Che forse è dir troppo. O forse no, è proprio quanto ti scopri a pensare, una volta che ti sei affidato ai due terranauti e alla loro splendida curiosità. 

giovedì 30 marzo 2017

Oltre i confini, il trenino a molla che si chiama cuore

Prendete prima di tutto le Marche - che sono plurali e femminili, e sono state raccontate solo per una piccola parte. O piuttosto prendete un posto che pochi di noi saprebbero localizzare sulla carta geografica - la Val di Chienti, terra appartata ma anche terra di confine e quindi di passaggio, come in effetti lo sono, fin dal nome, le Marche. E poi prendete una donna per cui questo posto non è un altrove indeterminato, un sogno di qualche futuro, ma un luogo del cuore che è radici, passato, promessa di ritorno.

Ecco, partirei da questi ingredienti per suggerirvi Questo trenino a molla che si chiama il cuore di Loredana Lipperini, donna dei libri che questa volta mette se stessa dentro un libro. Da questi ingredienti, perché poi non è facile dirvi che cos'è che viene fuori - se un racconto di viaggio, un memoir, un saggio sul passato e sul presente o altro ancora: ed è il bello di questo libro come della collana in cui questo libro trova posto, la Contromano di Laterza.

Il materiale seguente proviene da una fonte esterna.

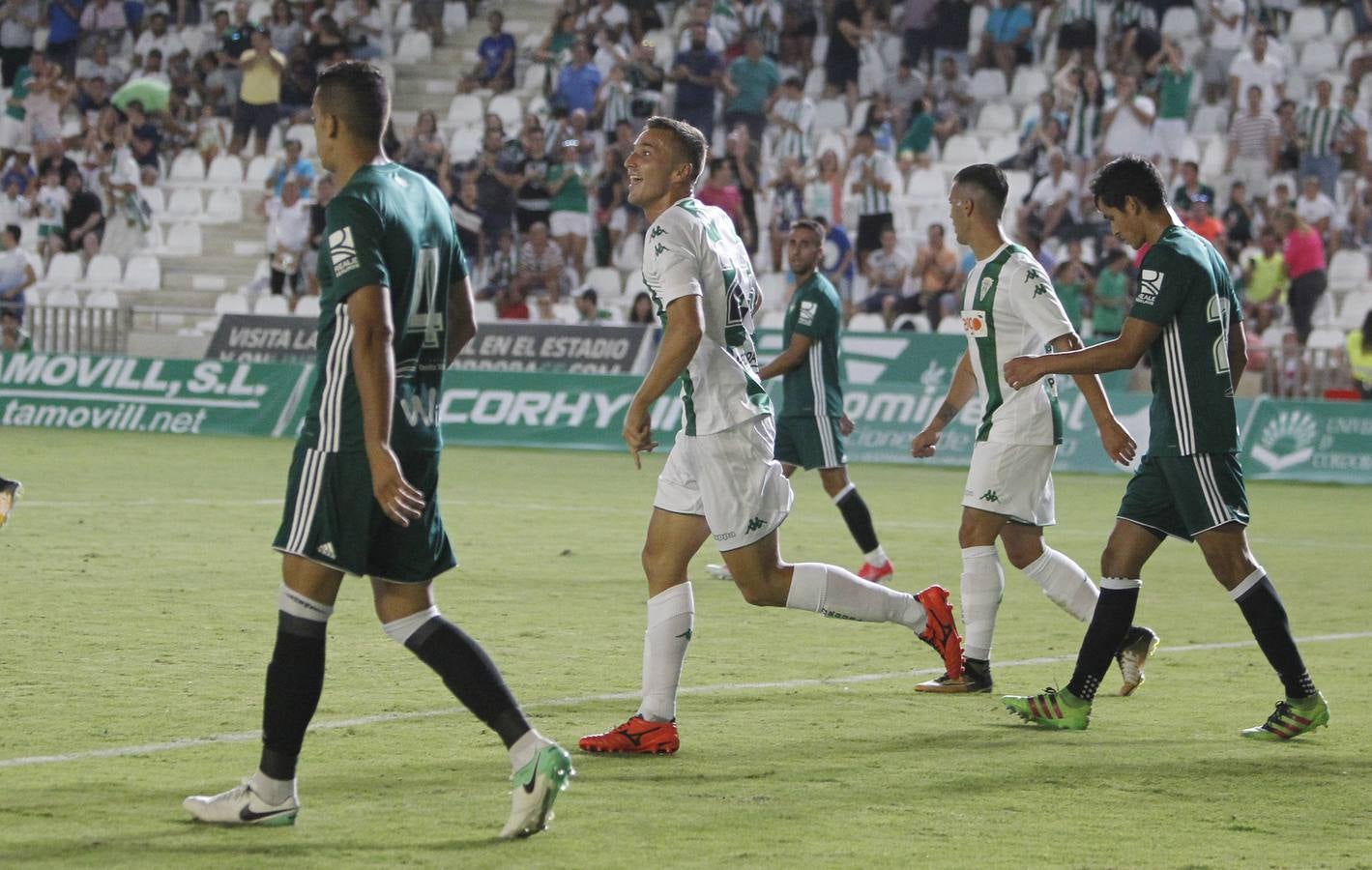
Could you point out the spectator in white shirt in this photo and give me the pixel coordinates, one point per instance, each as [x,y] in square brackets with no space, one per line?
[1126,121]
[1257,68]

Meglio forse sarebbe tentare una lista di ciò che mi ha incuriosito e colpito, così, alla rinfusa: come si fa magari con i vecchi giocattoli che un giorno ritrovate in soffitta. Dal Guerin Meschino al Museo delle Cose, tanto per dire. E a lungo potrei dilungarmi.

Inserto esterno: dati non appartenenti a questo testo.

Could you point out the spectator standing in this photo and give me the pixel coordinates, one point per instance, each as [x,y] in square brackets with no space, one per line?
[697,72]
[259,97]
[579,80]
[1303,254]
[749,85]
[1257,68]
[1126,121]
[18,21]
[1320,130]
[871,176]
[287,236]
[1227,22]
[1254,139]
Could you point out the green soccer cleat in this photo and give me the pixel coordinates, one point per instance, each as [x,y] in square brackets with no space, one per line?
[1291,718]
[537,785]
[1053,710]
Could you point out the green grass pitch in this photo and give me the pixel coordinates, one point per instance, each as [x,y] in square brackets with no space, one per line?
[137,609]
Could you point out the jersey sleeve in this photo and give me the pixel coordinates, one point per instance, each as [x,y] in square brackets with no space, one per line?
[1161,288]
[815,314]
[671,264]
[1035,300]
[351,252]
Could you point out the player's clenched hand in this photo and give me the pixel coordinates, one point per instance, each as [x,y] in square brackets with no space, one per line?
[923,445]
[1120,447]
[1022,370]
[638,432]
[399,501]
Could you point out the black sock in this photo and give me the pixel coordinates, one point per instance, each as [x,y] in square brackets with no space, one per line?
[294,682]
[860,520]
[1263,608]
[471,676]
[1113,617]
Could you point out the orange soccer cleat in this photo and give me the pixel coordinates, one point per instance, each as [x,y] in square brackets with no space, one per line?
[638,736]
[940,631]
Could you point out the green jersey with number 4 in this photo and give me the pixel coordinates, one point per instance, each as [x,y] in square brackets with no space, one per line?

Invece provo a tirare una riga e vi dico che questo libro del ritorno, questo libro dei legami con una terra che è come la casa di famiglia, è prima di tutto un libro sui confini.

E non solo perché la Val di Chienti è un serpente che si snoda da una regione all'altra senza dar segno di cambiamento, tanto che si dice che il tetto di una casa lasci cadere la terra piovana in terra umbra da una parte e in terra picena dall'altra.  Fossero così semplici, i confini.

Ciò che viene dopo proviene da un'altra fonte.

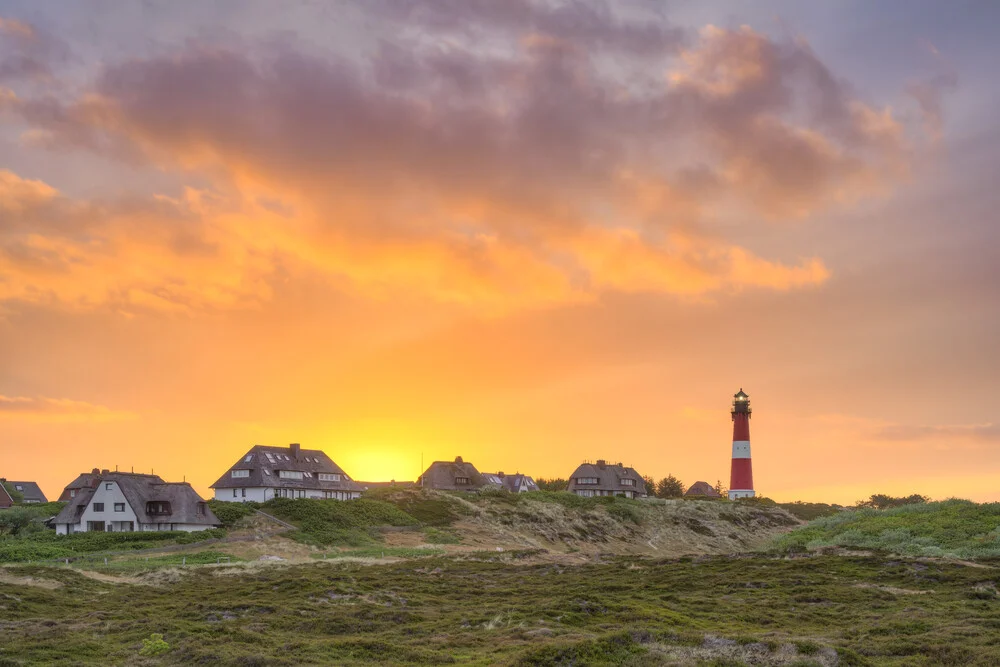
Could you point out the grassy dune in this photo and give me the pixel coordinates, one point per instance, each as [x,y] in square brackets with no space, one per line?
[512,608]
[955,528]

C'è anche il confine che separa i tempi di una terra che, soprattutto dopo il terremoto, sta cambiando troppo rapidamente - e vai a sapere se il gioco valga davvero la candela. C'è il confine tra il prima e il dopo nella vita di chi scrive. E c'è il confine che a volte traccia una distanza tra chi scrive, appunto, e la sua opera. Magari consegnata al mondo con un altro nome.

Non faceva così anche il grande Fernando Pessoa, con i suoi eteronimi? Ecco i suoi versi, che si fanno titolo:

E così sui binari in tondo
gira, per intrattenere la ragione,
questo trenino a molla
che si chiama cuore

Il cuore: che poi, tra tanti confini, è ciò che sa sempre andare al di là. E scoprirne le ragioni.